Data harvesting and sharing by mobile apps is "out of control", University of Oxford researchers have warned.
Nearly 90% of free apps on the Google Play store share data with Google parent company Alphabet, the Financial Times reported.
Google said it had clear policies for how developers could handle data, and that the research had mischaracterised some "ordinary functions" of apps.
"If an app violates our policies, we take action," the online giant said.
Many free apps track behaviour across many different digital services, which lets companies build up a detailed profile of people using the app.
This data can include age, gender, location, and information about other apps on a smartphone.
The data can then be used for a number of purposes including targeted advertising, credit scoring, or targeted political campaign messages, the researchers said in a paper.
Revenues from online advertising are more than $59bn (£45bn) per year in the US alone, they said.
And many people are not aware how data flows from smartphones to advertising groups, data brokers and other intermediaries, Prof Nigel Shadbolt, who lead the research team, told the BBC.
"People [in businesses] are desperate to get as many eyeballs and click-throughs as they can," he said.
Associate professor Max Van Kleek added: "I don't think there's any notion of control."
Data tended to get concentrated by big companies and their subsidiaries.

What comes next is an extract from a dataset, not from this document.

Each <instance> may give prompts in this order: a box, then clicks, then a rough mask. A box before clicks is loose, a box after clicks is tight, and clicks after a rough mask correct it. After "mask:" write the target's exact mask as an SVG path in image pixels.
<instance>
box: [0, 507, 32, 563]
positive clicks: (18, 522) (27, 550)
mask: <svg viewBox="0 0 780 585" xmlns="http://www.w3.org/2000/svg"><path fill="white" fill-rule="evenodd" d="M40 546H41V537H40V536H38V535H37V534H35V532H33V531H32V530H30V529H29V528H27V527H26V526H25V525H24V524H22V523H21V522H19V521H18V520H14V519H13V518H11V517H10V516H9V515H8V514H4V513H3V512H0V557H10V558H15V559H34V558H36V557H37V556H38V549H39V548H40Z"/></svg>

The researchers found that more than 88% of free apps on Google Play shared information with firms owned by Alphabet.
Nearly 43% of apps shared data with Facebook, while significant percentages shared data with Twitter, Verizon, Microsoft and Amazon firms.
News apps - and apps aimed at children - shared information with the largest number of trackers, they found.
Google said: "Across Google and in Google Play we have clear policies and guidelines for how developers and third-party apps can handle data and we require developers to be transparent and ask for user permission. If an app violates our policies, we take action."
Google added that it disagreed with the methodology of the study.
"It mischaracterises ordinary functional services like crash reporting and analytics, and how apps share data to deliver those services," Google said.
But campaigner Frederike Kaltheuner from Privacy International said that it has become "impossible" for the average user to understand how their data is being used, and to opt out.
"Companies track people... and they use this data to profile and then target people in ways that most of us would find intrusive and very surprising," she said.
"This is no longer about the need to collect data to show 'relevant ads' - this is about profit maximisation at the expense of people's fundamental rights," Ms Kaltheuner added.